2017 National Arts and Humanities Youth Program Award
On November 9, 2017, representatives from the Newark Museum were in the Nation’s capital to receive an award from all three federal arts and culture agencies—the National Endowment for the Arts (NEA), the National Endowment for the Humanities (NEH), and the Institute of Museum and Library Services (IMLS)—on behalf of the Explorers Program. The program was recognized for its effectiveness in promoting learning and life skills in young people by engaging them through creative youth development programs. The after-school program received the 2017 National Arts and Humanities Youth Program Award, the nation’s highest honor for these programs.
The award recognizes the country’s best creative youth development programs for using engagement in the arts and the humanities to generate a wide range of positive outcomes, such as increases in academic achievement, graduation rates, and college enrollment. The awardees—chosen from a pool of 350 nominations and 50 finalists—were also recognized for improving literacy and language abilities, communication and performance skills, and cultural awareness.

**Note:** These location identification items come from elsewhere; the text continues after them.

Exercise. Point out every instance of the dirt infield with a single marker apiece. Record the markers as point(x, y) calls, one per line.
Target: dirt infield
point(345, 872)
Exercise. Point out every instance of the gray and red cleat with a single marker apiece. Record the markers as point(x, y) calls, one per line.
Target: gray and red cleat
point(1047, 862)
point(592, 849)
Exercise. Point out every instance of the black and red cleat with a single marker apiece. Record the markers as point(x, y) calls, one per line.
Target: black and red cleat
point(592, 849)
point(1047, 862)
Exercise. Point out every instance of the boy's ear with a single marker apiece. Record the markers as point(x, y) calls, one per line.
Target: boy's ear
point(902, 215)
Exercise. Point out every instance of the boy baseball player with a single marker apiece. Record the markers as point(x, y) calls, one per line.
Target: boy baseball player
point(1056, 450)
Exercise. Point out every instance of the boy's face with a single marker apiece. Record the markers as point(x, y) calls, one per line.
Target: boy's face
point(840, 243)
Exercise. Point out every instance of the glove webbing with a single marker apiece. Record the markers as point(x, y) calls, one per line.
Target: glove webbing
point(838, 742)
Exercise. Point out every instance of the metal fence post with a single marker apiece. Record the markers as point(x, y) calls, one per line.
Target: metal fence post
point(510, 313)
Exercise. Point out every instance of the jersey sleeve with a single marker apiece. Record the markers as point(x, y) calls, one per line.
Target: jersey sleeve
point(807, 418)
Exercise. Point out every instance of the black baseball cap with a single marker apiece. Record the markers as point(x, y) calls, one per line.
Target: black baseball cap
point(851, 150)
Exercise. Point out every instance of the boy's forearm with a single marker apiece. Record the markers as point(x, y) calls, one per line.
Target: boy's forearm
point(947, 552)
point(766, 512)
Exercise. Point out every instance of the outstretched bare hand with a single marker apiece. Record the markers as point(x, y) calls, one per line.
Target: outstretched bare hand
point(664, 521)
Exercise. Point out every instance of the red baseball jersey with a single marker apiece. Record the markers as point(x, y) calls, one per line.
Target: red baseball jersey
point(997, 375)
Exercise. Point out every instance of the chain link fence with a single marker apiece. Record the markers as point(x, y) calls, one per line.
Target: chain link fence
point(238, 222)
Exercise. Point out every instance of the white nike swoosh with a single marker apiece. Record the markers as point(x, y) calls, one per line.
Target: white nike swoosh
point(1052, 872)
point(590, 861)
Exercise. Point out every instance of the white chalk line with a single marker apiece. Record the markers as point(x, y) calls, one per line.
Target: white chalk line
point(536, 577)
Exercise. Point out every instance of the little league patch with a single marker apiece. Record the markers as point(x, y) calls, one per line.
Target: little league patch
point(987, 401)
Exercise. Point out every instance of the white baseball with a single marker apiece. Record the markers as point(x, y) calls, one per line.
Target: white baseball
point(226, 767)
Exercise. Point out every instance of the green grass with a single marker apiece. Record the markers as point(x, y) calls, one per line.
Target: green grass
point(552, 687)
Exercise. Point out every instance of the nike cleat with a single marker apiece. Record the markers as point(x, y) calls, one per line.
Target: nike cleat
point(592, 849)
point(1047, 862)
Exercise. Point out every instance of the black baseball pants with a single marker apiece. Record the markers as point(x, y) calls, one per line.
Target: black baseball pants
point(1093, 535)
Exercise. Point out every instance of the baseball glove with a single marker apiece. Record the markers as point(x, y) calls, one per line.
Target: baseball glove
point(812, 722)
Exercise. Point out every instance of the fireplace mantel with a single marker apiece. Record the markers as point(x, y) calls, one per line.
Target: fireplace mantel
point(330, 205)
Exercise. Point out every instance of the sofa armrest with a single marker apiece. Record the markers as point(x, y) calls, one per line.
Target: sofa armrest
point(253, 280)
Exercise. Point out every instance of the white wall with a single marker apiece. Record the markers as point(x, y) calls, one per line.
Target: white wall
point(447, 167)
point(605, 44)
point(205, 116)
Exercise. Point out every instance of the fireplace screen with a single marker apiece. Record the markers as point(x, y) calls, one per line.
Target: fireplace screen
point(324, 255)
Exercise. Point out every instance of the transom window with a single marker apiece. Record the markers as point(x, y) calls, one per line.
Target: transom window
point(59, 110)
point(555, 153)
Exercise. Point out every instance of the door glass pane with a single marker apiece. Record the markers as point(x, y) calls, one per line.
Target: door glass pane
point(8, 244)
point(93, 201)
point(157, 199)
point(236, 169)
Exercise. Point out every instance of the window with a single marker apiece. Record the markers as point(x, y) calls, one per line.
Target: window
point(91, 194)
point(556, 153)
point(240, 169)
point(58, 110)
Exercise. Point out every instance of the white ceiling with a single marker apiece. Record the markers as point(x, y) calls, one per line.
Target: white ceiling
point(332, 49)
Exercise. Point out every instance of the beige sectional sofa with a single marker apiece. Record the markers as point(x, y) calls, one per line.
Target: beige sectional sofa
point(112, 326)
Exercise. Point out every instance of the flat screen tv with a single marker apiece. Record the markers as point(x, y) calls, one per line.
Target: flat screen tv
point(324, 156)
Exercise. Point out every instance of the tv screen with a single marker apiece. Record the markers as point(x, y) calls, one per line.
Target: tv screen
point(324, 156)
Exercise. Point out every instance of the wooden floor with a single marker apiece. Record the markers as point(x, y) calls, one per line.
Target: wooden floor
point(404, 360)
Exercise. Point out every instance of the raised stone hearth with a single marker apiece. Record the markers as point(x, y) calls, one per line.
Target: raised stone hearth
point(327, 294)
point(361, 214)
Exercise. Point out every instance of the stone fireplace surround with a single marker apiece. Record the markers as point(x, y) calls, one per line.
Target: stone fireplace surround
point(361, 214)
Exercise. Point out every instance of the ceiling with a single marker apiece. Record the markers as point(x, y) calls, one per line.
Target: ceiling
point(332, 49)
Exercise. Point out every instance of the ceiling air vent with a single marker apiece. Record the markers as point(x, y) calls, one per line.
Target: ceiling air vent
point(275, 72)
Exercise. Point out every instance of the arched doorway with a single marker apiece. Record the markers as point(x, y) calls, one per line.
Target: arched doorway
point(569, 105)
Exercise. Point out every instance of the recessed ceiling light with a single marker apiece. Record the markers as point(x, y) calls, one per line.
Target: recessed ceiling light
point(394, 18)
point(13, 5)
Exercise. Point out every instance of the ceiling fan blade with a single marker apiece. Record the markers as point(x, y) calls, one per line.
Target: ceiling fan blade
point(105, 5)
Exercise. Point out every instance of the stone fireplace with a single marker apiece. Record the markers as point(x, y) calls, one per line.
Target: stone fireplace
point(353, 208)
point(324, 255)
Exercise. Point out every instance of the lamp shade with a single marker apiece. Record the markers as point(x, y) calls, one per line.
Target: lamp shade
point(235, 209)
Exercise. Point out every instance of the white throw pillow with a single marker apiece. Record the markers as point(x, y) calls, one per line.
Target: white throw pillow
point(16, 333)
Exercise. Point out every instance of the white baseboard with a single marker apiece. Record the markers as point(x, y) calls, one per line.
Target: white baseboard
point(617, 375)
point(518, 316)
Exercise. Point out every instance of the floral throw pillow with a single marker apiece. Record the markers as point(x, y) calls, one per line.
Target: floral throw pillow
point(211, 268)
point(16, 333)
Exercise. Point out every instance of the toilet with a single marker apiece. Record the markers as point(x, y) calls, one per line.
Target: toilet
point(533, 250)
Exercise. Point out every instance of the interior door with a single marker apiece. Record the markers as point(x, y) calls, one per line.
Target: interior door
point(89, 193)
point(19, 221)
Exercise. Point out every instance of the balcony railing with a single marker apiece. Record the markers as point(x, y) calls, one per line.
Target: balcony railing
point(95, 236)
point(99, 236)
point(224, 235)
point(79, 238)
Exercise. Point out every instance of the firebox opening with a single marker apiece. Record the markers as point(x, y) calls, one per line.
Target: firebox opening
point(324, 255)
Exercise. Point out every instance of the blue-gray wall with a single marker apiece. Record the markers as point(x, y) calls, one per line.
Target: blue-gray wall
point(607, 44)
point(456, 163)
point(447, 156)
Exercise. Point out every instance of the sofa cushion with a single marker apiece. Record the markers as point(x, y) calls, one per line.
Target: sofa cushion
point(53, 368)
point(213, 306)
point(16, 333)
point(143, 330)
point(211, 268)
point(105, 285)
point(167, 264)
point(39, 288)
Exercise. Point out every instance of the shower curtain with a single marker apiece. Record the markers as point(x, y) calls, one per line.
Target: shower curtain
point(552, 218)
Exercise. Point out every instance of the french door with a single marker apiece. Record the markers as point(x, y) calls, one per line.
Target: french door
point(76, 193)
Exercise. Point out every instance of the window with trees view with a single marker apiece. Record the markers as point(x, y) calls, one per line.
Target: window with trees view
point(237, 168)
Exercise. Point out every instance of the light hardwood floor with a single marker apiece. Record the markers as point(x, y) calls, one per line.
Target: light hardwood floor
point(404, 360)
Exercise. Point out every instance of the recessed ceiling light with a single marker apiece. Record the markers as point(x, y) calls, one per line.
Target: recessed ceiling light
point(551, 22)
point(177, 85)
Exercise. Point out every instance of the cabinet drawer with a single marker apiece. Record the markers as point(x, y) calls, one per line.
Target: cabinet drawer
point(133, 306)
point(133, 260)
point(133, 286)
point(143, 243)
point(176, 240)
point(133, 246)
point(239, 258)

Explorer Samantha Joseph was selected as the youth speaker for the NAHYP award and in her speech she reflected upon her experiences as an Explorer. You can watch the ceremony and her speech here: CLICK HERE.
from left: Jon Parrish Peede, Acting Chairman of the NEH; Samantha Joseph, Newark Museum Explorer; Steven Kern, Newark Museum Director & CEO.
About the Explorers Program
The Explorers Program is a college, career and life readiness program that enables Newark-area high school students to build essential skills and self-confidence through a curriculum that draws upon the Museum’s unique collections, resources and staff. Every year, 40 students from diverse backgrounds learn about their passions and strengths, and develop new skills as public speakers, teachers, researchers and leaders. Students are also paid for their participation in the Program. Explorers rotate through internships in different areas of the Museum and lead student-designed projects to gain real-life experience in a variety of jobs and fields of study.
In addition, students attend workshops focused on leadership training, public speaking, team-building, and museum-based art and science projects that promote STEAM (Science, Technology, Engineering, Arts and Mathematics) learning. Group trips to other institutions of culture and learning are another important part of the Explorers experience. Over their three to four-year tenure in the Program, participants must commit to spending six after-school hours per week in the program during the school year, in addition to 30 hours of community service per year, and 25 hours per week each summer.
Since the Program began 23 years ago, more than 280 students have graduated from the Explorers Program. Over the past 10 years, 100% of students graduating from the Program attended institutions of higher education.